The NemoStation team has open-sourced Marlin 2B, a video vision-language model fine-tuned from Qwen3.5-2B. It is specifically designed for two practical development scenarios: ‘what happens in the video’ and ‘when it happens’, offering two distinct invocation modes. In caption mode, users input a video and receive a structured dictionary containing a general scene description along with a list of events marked by precise timestamps in seconds (for instance, «<14.3 – 18.2> A person pushes a door open»). The find mode accepts natural language queries and returns the start and end timestamps of relevant segments within the video. Both modes can be accessed via the standard HF transformers API without any extra wrappers.

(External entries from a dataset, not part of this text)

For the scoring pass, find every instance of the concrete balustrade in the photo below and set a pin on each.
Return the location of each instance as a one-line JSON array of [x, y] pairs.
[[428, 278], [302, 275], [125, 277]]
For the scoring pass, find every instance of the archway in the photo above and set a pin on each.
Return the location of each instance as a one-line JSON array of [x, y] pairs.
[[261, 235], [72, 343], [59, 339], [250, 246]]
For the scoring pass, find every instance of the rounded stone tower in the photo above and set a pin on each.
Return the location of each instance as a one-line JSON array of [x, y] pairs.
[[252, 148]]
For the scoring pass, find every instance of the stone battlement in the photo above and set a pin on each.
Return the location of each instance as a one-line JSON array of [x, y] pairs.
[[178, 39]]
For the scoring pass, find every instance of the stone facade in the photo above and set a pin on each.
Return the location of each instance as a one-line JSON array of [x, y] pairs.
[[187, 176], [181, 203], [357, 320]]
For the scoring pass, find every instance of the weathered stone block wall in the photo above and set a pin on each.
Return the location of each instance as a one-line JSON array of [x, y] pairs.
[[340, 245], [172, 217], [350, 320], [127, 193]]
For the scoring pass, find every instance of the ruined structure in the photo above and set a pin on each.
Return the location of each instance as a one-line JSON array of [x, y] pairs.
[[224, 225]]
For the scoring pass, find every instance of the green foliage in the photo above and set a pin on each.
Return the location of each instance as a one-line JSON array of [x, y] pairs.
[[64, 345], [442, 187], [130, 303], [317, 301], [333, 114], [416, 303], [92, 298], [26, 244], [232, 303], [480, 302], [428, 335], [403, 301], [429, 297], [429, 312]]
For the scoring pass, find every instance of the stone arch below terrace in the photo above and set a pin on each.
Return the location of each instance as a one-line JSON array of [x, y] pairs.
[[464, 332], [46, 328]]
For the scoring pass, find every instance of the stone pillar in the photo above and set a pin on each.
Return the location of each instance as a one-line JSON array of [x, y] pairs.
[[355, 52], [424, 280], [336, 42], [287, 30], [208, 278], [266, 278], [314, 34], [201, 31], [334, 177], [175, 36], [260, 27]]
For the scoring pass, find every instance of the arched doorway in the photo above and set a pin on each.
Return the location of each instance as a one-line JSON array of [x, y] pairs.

In benchmark tests, Marlin 2B ranks first among all 2B-parameter models on CaReBench, a fine-grained captioning benchmark. On TimeLens-Bench, a temporal localization evaluation suite, it outperforms Qwen2.5-VL-7B by +6.4 mIoU and matches Gemini-2.0-Flash in performance. On DREAM-1K, it performs between Tarsier-34B and Gemini-1.5-Pro, making it the strongest open-source video model under the 2B parameter threshold when balancing dense description capabilities with accurate time tracking.
Training followed a two-phase approach: first, supervised fine-tuning (SFT) was performed using roughly 400,000 high-quality video clips re-labeled via Gemini-3-Flash’s reasoning mode and subsequently verified by human reviewers; later, alignment was achieved through SimPO preference optimization. The entire training process was completed on a single H100 GPU. To run Marlin 2B locally, users need transformers version 5.7.0 or newer, torch 2.11.0+, plus torchcodec. It runs smoothly even on consumer-grade GPUs or Mac systems equipped with a 16GB M1 chip, and also integrates seamlessly with inference frameworks like vLLM and Swift. Model weights are distributed free of charge upon request, though commercial usage requires prior authorization from the team per the BSL-1.1 license terms.